What to put in your green bin or brown sack
Yes please
Compostable waste:
- Garden waste
- grass cuttings
- hedge cuttings
- flowers
- weeds
- bark and untreated wood
- sawdust and woodshavings
- rabbit or guinea pig bedding
- Kitchen
waste
- vegetable and fruit peelings
- cooked and uncooked food waste - including meat, poultry, fish and dairy (preferably wrapped in newspaper)
- tea bags
- coffee filters
- stale bread
- Cardboard/other
- all cardboard food packaging and boxes - except carton
- phone books (these can now also go in your Black Box)
- brown envelopes - please remove any plastic windows
- shredded paper
- coloured paper, eg craft and sugar paper
- brown paper
- soiled newspaper, eg from vegetarian pet bedding
No thanks
- disposable nappies
- glass
- cans
- textiles
- soil
- stones
- painted or treated woods
- cat or dog waste
- oil - except small amounts soaked into cardboard
- non-compostable items
- liquid food and drink cartons, eg Tetra Pak
- plastic bags
- corn-starch bags
Please do not use any plastic bags in your green bin - even biodegradable ones.
Brown sacks
Residents who do not have a place to store a green bin on their premises are issued with brown sacks for their compostable waste. It is not possible to provide brown sacks to residents in addition to a green bin.
Each fortnight residents can put up
to six brown sacks out for collection on the same day as their blue box. Please clearly write your house number on each sack
so that the collection crew can provide you with replacement sacks.

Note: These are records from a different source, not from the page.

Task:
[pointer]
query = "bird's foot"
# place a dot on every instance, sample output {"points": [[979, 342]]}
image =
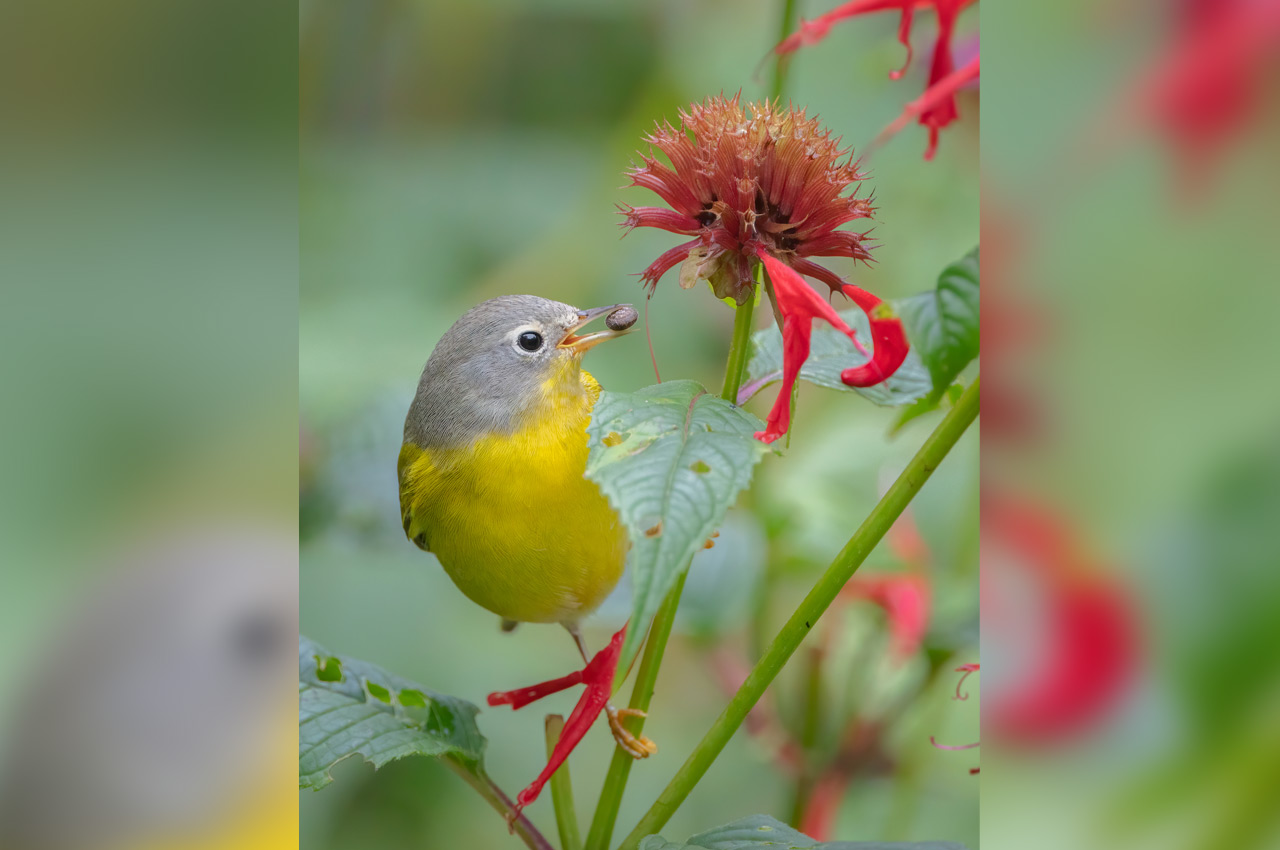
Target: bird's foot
{"points": [[598, 677], [638, 746]]}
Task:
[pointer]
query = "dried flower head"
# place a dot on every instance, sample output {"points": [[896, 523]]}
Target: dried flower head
{"points": [[744, 186]]}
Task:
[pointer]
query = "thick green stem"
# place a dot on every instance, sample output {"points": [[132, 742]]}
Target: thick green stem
{"points": [[501, 803], [740, 350], [562, 790], [786, 641], [620, 768]]}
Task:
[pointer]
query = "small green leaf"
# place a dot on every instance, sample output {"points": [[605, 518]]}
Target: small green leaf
{"points": [[347, 707], [944, 325], [671, 460], [831, 353], [763, 831]]}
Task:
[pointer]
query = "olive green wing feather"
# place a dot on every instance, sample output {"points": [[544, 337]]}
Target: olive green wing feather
{"points": [[408, 469]]}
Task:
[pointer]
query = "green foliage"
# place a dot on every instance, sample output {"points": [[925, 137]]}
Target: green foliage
{"points": [[347, 707], [830, 353], [671, 460], [763, 831], [942, 325]]}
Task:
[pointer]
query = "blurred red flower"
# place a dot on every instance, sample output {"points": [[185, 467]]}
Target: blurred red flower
{"points": [[1206, 88], [905, 599], [937, 106]]}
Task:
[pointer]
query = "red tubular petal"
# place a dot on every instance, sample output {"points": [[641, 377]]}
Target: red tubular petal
{"points": [[822, 273], [598, 677], [810, 32], [799, 305], [522, 697], [887, 336], [904, 36], [965, 671]]}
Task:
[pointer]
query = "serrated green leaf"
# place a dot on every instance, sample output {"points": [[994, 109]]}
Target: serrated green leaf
{"points": [[830, 353], [347, 707], [762, 831], [944, 325], [671, 460]]}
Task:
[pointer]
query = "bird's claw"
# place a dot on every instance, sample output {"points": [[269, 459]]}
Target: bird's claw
{"points": [[635, 746]]}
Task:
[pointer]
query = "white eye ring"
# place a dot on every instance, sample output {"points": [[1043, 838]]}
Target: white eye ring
{"points": [[529, 342]]}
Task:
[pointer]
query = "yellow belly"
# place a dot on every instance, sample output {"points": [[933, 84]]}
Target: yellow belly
{"points": [[515, 522]]}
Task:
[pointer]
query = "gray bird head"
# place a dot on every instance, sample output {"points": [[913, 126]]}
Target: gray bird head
{"points": [[493, 368]]}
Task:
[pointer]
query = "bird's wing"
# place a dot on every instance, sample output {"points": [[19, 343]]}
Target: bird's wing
{"points": [[414, 462]]}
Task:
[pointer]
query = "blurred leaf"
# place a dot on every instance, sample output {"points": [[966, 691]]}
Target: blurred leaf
{"points": [[671, 460], [347, 707], [942, 325], [831, 353], [924, 405], [763, 831]]}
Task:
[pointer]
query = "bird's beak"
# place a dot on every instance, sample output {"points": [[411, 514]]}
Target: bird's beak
{"points": [[589, 341]]}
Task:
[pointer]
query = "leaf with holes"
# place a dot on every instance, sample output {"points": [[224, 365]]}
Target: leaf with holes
{"points": [[830, 353], [347, 707], [944, 325], [671, 460], [760, 831]]}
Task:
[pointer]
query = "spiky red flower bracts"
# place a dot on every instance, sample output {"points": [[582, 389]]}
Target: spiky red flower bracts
{"points": [[768, 183]]}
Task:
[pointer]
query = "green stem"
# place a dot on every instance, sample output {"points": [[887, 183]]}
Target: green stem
{"points": [[786, 641], [809, 727], [501, 803], [562, 789], [620, 768], [739, 351], [784, 63]]}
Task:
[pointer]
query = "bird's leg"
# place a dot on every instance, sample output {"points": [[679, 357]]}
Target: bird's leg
{"points": [[598, 677], [638, 748]]}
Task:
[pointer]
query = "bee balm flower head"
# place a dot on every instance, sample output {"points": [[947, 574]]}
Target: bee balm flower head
{"points": [[744, 183]]}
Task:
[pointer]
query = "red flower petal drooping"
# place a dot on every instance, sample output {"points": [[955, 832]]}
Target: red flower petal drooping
{"points": [[941, 110], [887, 334], [598, 677], [800, 305], [771, 182]]}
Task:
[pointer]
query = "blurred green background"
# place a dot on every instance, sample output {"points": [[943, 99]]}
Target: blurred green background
{"points": [[452, 152]]}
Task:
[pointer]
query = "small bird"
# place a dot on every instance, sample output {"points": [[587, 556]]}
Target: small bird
{"points": [[492, 473]]}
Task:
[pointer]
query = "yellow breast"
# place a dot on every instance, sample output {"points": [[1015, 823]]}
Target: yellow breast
{"points": [[512, 519]]}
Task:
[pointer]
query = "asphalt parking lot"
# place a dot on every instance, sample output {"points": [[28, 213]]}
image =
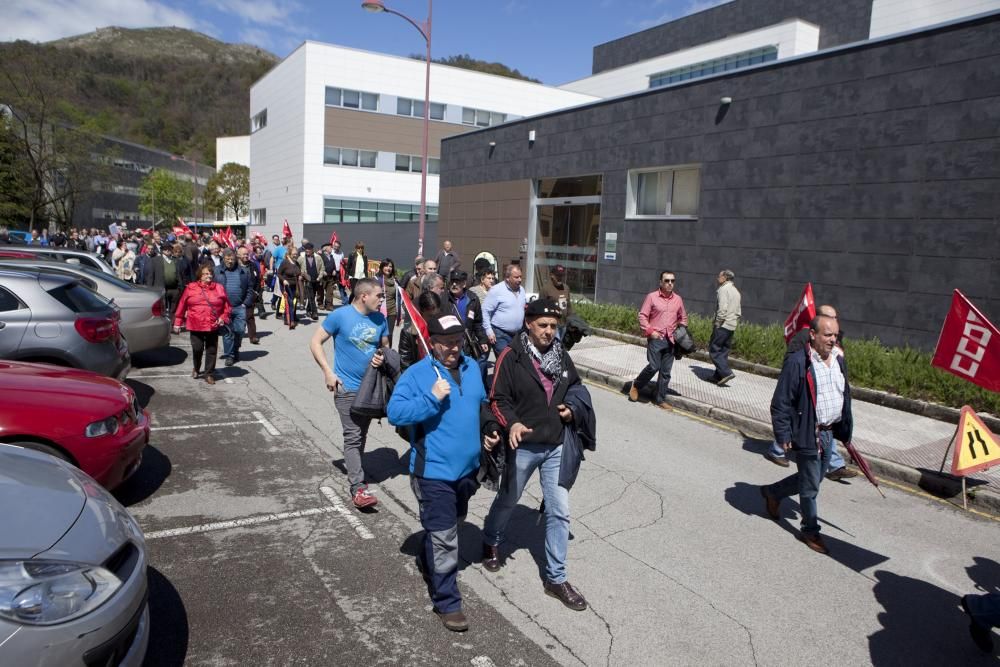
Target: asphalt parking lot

Items allowed in brown sacks are the same as
those for green bins, although care needs to be taken with heavy or wet items, eg large quantities of windfall apples as these
can cause the bag to split when lifted
Sacks should be stored on your property before collection and should be
put out by 7am on the day of collection and not before 6pm the day before collection.
Only brown sacks supplied
by us will be collected.
Tips
You can help prevent your green bin from splitting by lining the bottom with paper so that wet waste such as grass cuttings do not stick to the bin.